Очнулся он уже совсем в каком-то другом месте, тут хотя и слышались завывания ветра, но было относительно сухо и тепло. В нос ударил неприятный запах помойки. Он огляделся и понял, что находится, очевидно, в заброшенном гараже или сарае. Вокруг виднелась старая мебель и прочий мусор, из стен торчали куски фанеры. Горел небольшой костерок, разведенный из остатков ящиков, бумаги и щепок. Рядом с ним сидел и смотрел на огонь взлохмаченный человек с пронзительными глазами, в вылинявшей до непонятного цвета куртке без молнии и женской вязаной шапке.
– Где я? Кто вы?
– Я Михаил, – важно ответил человек, и Лохнесс тут же узнал голос, который он слышал сверху. – А ты у меня дома. Я его сам построил, из того, что было под рукой, так что не обессудь.
– Что со мной произошло?
– Тебя Ряба вырубил. Ничего страшного, максимум шишка будет. Ты уж извини, я не сразу подоспел. Смотрю, наши шныряют, явно заметили лоха. Я за ними и пошел, на гараж забрался поглядеть. Вижу – приличный мужик, и лицо такое несчастное. Я за тебя и вступился. Они меня уважают, так что всего лишь пришлось им пару раз дать в торец, они и отвалили, – хохотнул собеседник. – А как тебя звать-величать?
– Меня? Женя. Евгений.
– Хорошее имя, – признал Михаил. – Означает – благородный. Ну что, ваше благородие, водочки не желаете?
– А есть? – губы Лохнесса все еще тряслись, то ли от пережитого, то ли от того, что он не успел согреться.
– Обижаешь! – Бомж Михаил достал бутылку без этикетки и разлил по пластиковым стаканчикам, неожиданно оказавшимся чистыми. Они залпом выпили огненную жидкость, тепло разлилось по телу Лохнесса, боль притупилась.
– Что же тебя завело в такие места, Женя? Да еще и в подпитии, как я посмотрю? – поинтересовался Михаил.
Важность нового знакомого и его манера речи забавно контрастировали с окружающей обстановкой, но Женя этого не заметил. Он смутился и ответил:
– Дом ищу один.
– Понятно. Тут поблизости жилых домов нет, только переезд. А ты впредь будь аккуратнее. Так можно всего лишиться, – назидательно произнес собеседник.
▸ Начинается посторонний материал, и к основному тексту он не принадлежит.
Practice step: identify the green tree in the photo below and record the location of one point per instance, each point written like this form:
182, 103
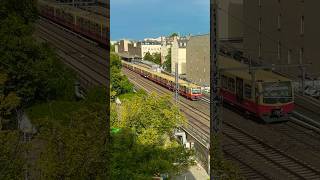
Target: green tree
174, 34
145, 147
23, 8
8, 102
156, 58
11, 155
167, 62
148, 57
119, 82
75, 149
34, 71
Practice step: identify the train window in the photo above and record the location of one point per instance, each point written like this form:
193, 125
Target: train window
231, 84
247, 91
224, 82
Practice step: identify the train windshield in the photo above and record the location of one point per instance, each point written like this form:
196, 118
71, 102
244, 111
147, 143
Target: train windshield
277, 92
196, 91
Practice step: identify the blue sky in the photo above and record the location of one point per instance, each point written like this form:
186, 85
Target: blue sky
138, 19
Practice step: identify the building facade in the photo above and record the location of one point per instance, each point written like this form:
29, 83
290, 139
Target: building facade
178, 55
149, 46
283, 32
198, 59
229, 27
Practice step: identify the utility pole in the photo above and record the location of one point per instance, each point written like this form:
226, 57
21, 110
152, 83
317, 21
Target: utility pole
215, 119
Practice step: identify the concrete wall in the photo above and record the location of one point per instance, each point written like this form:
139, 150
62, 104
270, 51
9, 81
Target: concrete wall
150, 48
164, 52
198, 59
178, 55
289, 12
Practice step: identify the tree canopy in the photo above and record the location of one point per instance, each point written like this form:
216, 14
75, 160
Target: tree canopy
155, 57
167, 62
145, 146
119, 82
174, 34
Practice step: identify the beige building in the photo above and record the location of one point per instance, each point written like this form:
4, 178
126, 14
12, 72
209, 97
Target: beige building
178, 55
198, 59
164, 51
283, 32
229, 27
149, 46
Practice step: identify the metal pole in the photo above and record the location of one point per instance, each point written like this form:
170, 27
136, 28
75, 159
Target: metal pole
303, 69
214, 75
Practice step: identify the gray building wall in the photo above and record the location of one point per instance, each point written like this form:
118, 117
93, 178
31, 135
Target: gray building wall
228, 26
280, 38
198, 59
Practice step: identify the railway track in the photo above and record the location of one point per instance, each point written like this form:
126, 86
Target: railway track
246, 163
75, 60
283, 165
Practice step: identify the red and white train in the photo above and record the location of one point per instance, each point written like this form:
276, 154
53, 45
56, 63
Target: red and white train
83, 22
271, 99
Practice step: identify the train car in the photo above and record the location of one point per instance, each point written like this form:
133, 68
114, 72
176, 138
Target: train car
188, 90
271, 99
88, 24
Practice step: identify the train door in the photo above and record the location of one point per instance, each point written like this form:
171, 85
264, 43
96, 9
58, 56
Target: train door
239, 89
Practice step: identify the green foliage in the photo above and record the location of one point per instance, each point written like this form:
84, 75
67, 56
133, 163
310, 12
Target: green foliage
167, 63
11, 156
9, 101
112, 48
74, 149
145, 148
156, 58
148, 57
22, 8
151, 112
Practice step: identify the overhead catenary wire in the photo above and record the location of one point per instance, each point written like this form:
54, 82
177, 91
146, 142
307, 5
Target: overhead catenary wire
260, 32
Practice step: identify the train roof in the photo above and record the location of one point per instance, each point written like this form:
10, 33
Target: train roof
164, 76
78, 12
261, 75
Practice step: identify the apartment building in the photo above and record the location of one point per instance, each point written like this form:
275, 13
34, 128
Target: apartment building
198, 59
283, 32
178, 54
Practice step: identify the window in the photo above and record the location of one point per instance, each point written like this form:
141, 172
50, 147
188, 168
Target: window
259, 50
279, 50
231, 84
247, 91
260, 22
289, 56
279, 22
302, 25
224, 82
301, 55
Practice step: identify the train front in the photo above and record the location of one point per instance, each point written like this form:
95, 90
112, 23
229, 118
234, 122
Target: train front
196, 93
276, 101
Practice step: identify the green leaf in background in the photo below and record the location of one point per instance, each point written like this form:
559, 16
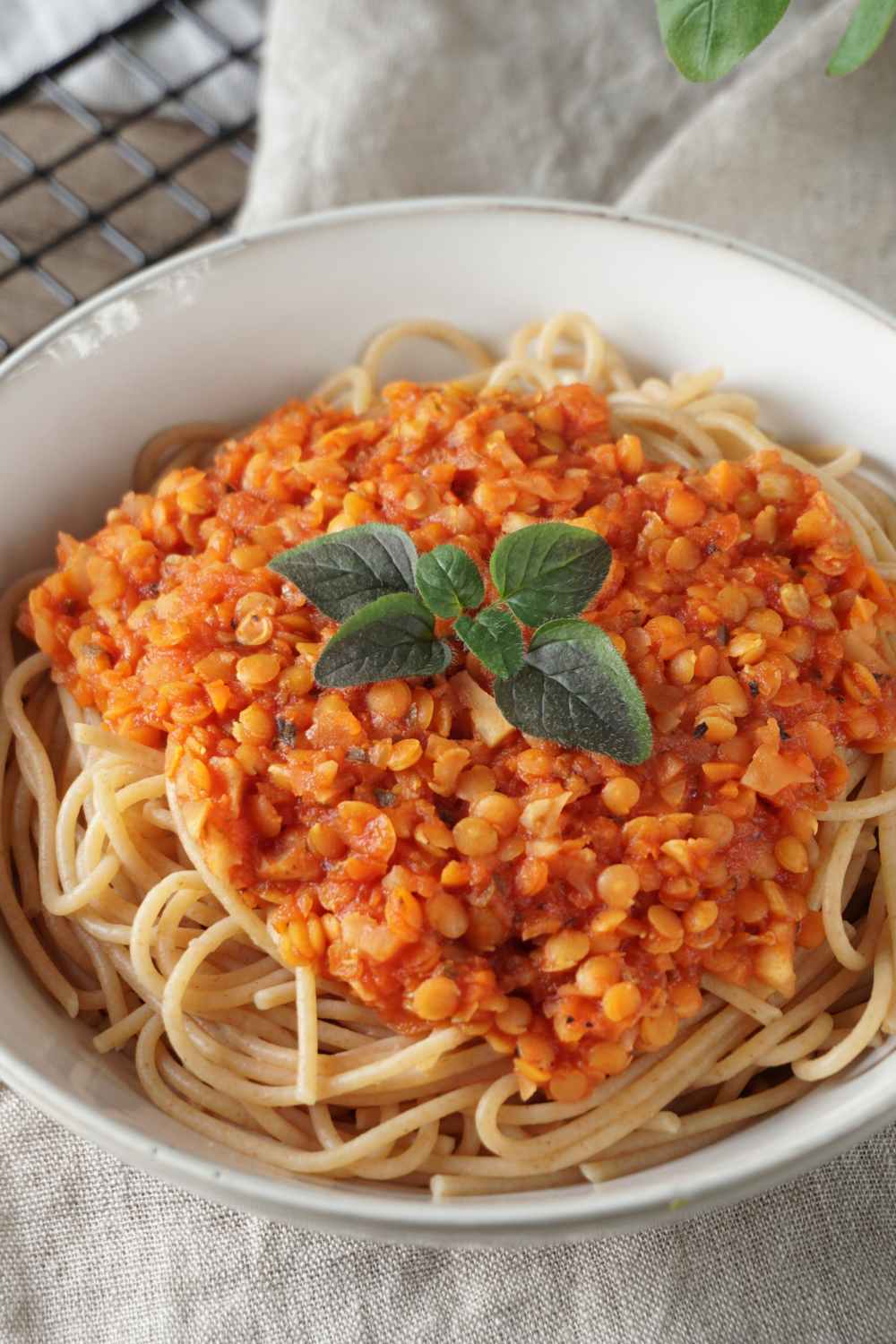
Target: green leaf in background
447, 581
343, 572
392, 637
864, 35
573, 688
708, 38
495, 637
548, 570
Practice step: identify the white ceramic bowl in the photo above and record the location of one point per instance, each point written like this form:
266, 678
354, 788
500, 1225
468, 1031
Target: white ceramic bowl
231, 330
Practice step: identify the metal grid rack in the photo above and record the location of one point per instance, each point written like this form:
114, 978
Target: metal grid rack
89, 195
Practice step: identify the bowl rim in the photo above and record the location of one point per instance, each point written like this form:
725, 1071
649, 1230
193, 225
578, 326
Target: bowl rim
513, 1217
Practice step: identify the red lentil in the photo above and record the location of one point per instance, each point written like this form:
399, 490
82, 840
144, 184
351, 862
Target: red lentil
554, 900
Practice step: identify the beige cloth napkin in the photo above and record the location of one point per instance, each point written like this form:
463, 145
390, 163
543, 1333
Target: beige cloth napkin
370, 99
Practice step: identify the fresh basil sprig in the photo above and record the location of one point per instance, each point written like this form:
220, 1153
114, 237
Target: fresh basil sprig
570, 685
495, 637
343, 572
449, 581
549, 570
866, 30
575, 690
705, 39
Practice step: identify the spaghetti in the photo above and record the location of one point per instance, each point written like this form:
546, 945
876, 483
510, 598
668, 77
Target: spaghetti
249, 1019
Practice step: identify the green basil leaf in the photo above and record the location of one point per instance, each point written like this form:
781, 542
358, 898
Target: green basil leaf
447, 581
390, 637
548, 570
864, 35
708, 38
343, 572
495, 637
575, 690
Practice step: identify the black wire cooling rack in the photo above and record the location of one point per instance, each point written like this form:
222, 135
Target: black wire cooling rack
89, 195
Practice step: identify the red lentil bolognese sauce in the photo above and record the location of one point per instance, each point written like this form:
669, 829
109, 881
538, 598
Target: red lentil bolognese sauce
405, 838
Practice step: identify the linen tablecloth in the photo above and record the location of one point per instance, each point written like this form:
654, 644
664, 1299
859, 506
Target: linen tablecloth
365, 99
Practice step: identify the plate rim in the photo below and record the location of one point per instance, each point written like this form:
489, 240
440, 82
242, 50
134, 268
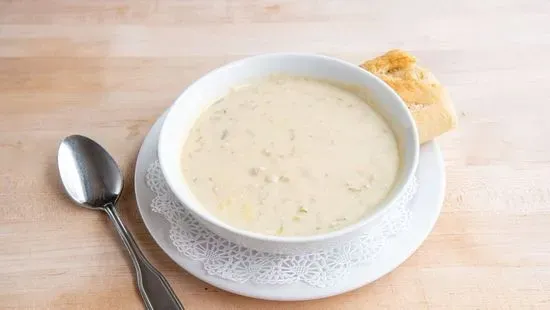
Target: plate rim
270, 294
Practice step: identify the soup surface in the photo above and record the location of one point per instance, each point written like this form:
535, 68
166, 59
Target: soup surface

– Да у меня и нет уже ничего, так что не страшно, – горько сказал Лохнесс.
– Тогда, конечно, проще, – согласился Михаил. – И все же, чего это ты в рождественскую ночь шастаешь по пустырям? Чего тебе дома не сидится?
– Мне сегодня жена изменила, – убито признался Лохнесс.
– Во как. Ну, тогда понятно. Ну, давай еще выпьем.
Они разлили по стаканам еще две порции водки и молча выпили.
– Ну, это, конечно, давно случилось, – Женю потянуло на откровенность. – Просто я только сегодня узнал про это.
– М-да, неприятность. А соперник тебе известен?
– В том-то и дело, что это не мужик, а баба! Сам не знаю, радоваться этому или печалиться. С одной стороны, вроде как не мужик, вроде как не всерьез. А с другой – еще противнее! Знаешь, кто эта баба? Моя бывшая. Тьфу, гадость какая!
– Да уж, чего только в жизни не бывает, – задумчиво проговорил Михаил. – Выходит, у тебя обе жены лесбиянки?
– Да дуры! – Крутилин сплюнул. – От первой-то, Каринки, я всего мог ожидать. Но Марина…
– Любишь ее?
– Уже нет, наверное. Просто понял, кто она есть на самом деле. Грустно, если честно. И больно.
– А ты ее прости, – предложил Михаил.
– Простить и отпустить, – усмехнулся Лохнесс, – как в песне?
– Ну, вроде того.
– Да мне уже все равно на самом деле. Понял, что всю жизнь тратил не на то, старался, зарабатывал деньги, и что? Все впустую, ничего хорошего они мне не принесли. Это обидно. Думал, созидательное что-то делаю, а оказался пшик. Пустышка.
– Знаешь, какая самая лучшая месть?
– Которую подают холодной?
– Нет, – улыбнулся Михаил. – Простить – самая лучшая месть. Сколько смыслов ни ищи – их много, и все верные. Я знаю не понаслышке. Ты думаешь, я всегда здесь бомжевал? Нет, конечно. Пять лет назад я нормальным человеком был, врачом работал в больнице, хирургом, и семья у меня нормальная была.